3. Ford, Nixon and the routine work of a presidency
Gerald Ford acknowledged autopen use in the White House for reproducing signatures on letters and photographs, and Richard Nixon also relied heavily on autopen patterns while delegating routine signings to aides in many instances, underscoring how successive administrations treated the device as a practical office tool [7] [6]. Reporting indicates presidents used autopens mainly for high‑volume, ceremonial, and constituent correspondence rather than to avoid personal responsibility for major decisions [7] [6].
4. Autopens for legislation and the DOJ view: Bush era guidance
The question of whether an autopen can validly sign legislation and other force‑of‑law documents has been litigated in public debate and addressed by executive branch lawyers; a 2005 Justice Department opinion found that a president may authorize the autopen or a subordinate to affix his signature to a bill, treating the device as a lawful means of executing presidential approvals when appropriately authorized [2] [4]. Media reporting and legal summaries repeat that presidents from George W. Bush onward relied on this guidance in practice [4] [3].
5. Recent presidents: Obama, Trump and the modern flashpoints
Barack Obama is reported to have used autopen technology to sign legislation while overseas, including large bills such as the Patriot Act‑era measures and appropriations when the physical presence requirement was raised as an issue [4]. Donald Trump has acknowledged using autopens for lesser documents and has used the topic politically to criticize successors, but reporting also shows presidents of both parties have historically used autopens for routine and sometimes consequential documents [4] [7].
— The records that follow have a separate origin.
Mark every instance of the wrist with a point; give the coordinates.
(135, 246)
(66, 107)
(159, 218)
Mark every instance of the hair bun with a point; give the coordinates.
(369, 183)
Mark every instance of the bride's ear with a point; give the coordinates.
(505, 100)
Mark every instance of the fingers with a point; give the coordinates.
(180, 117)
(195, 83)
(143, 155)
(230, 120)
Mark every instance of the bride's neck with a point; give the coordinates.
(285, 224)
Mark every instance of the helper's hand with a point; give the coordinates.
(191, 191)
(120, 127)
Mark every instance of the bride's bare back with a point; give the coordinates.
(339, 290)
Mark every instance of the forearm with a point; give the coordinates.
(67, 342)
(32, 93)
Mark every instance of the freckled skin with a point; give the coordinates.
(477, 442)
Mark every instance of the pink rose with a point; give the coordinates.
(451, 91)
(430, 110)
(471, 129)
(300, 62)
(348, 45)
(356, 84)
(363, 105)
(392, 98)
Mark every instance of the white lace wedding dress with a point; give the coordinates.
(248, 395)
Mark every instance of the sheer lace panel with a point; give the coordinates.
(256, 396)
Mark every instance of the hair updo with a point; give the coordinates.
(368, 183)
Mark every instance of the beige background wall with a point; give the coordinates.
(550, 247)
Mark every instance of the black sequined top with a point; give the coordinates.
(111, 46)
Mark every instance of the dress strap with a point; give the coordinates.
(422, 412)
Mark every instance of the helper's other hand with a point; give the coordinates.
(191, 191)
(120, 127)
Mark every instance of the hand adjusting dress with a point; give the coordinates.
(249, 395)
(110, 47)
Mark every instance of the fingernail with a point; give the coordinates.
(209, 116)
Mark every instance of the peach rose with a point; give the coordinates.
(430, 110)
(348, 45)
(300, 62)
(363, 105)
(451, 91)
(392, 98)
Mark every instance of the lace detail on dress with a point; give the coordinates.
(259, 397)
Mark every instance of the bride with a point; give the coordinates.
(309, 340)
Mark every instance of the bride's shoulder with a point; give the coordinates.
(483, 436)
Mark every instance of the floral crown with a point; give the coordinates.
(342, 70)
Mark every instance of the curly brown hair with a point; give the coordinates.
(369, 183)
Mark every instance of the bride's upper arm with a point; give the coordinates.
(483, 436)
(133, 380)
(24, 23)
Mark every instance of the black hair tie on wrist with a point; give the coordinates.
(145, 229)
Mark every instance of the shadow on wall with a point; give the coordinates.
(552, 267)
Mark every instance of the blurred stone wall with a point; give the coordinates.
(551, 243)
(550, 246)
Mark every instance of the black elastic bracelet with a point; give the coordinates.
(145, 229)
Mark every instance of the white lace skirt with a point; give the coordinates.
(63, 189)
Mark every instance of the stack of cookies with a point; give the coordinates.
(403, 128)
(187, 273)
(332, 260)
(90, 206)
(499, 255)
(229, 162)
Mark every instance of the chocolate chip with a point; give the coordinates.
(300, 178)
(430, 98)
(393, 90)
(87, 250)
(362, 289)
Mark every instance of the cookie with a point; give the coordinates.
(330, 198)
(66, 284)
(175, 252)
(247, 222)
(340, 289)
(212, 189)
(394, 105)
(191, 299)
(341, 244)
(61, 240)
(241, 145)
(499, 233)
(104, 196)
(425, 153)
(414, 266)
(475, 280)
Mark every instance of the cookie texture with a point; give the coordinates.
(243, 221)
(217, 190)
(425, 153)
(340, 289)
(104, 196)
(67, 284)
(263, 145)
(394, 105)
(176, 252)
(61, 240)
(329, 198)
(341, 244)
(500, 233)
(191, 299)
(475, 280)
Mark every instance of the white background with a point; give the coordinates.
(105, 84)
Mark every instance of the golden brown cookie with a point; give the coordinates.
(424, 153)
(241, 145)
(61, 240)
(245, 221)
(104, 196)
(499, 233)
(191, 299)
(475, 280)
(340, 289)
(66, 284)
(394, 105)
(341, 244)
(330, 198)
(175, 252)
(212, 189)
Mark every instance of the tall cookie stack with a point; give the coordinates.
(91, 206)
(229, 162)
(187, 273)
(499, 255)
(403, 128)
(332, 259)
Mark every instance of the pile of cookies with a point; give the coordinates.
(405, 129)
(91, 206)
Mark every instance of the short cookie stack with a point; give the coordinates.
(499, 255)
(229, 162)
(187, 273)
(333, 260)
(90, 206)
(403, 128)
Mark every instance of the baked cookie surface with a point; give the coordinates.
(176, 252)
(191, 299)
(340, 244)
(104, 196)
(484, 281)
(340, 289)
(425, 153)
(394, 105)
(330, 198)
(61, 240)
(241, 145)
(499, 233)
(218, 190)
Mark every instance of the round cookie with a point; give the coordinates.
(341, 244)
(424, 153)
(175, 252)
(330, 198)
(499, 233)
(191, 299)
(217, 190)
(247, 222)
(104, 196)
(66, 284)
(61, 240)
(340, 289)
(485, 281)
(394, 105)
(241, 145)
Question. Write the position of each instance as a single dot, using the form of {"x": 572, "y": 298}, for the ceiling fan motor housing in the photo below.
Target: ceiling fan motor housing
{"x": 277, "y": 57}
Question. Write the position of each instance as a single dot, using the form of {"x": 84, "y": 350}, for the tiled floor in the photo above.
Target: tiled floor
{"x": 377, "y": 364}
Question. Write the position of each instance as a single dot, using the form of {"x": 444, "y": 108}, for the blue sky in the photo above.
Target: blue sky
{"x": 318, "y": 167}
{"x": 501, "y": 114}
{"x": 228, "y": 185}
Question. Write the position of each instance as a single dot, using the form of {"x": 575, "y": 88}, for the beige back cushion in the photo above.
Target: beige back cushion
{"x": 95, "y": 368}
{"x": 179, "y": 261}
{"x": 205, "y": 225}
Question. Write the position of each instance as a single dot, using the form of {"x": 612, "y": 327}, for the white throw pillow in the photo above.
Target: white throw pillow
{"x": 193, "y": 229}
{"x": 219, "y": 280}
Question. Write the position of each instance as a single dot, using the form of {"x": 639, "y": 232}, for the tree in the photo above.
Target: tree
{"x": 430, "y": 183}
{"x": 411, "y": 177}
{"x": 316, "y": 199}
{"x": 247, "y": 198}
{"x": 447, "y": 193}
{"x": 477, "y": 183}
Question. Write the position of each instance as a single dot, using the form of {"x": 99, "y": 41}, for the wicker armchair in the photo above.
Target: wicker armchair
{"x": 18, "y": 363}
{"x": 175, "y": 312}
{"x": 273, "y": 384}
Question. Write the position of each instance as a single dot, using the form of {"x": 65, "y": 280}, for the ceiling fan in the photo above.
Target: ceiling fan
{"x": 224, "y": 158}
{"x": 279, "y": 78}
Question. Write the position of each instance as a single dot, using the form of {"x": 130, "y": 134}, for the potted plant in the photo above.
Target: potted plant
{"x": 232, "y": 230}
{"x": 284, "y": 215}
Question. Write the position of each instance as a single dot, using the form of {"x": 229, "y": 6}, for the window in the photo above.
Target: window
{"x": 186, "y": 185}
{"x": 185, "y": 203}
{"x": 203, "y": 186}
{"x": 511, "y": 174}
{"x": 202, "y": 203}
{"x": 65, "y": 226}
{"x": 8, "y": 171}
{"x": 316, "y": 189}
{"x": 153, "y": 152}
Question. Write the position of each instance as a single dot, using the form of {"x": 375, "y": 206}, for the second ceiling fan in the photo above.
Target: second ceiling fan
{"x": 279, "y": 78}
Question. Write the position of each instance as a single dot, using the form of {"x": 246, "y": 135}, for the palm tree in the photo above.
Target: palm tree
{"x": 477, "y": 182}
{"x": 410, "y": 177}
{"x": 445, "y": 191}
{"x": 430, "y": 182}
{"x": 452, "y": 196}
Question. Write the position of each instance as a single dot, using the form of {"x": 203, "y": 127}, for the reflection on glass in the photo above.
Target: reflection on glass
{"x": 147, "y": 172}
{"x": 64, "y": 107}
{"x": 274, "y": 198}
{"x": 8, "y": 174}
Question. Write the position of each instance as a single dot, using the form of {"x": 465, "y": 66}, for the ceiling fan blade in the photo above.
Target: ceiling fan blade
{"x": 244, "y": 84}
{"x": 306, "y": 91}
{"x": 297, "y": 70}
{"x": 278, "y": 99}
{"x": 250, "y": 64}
6. Controversy, politics and the limits of the record
Conservative groups such as the Heritage Foundation’s Oversight Project have recently scrutinized Joe Biden’s use of autopens—alleging autopen signatures on pardons and many documents—and political opponents have seized on those findings to question validity and awareness, while legal scholars and prior DOJ guidance have broadly treated autopen use as constitutionally and legally permissible for many document types [7] [8] [5]. The public record in the supplied reporting documents widespread historical use by named presidents but does not provide an exhaustive, document‑by‑document accounting of every president’s autopen use or the internal approvals that preceded each signature; therefore, claims about specific modern pardons or the percentage of documents signed by autopen require source‑by‑source verification beyond these summaries [7] [5].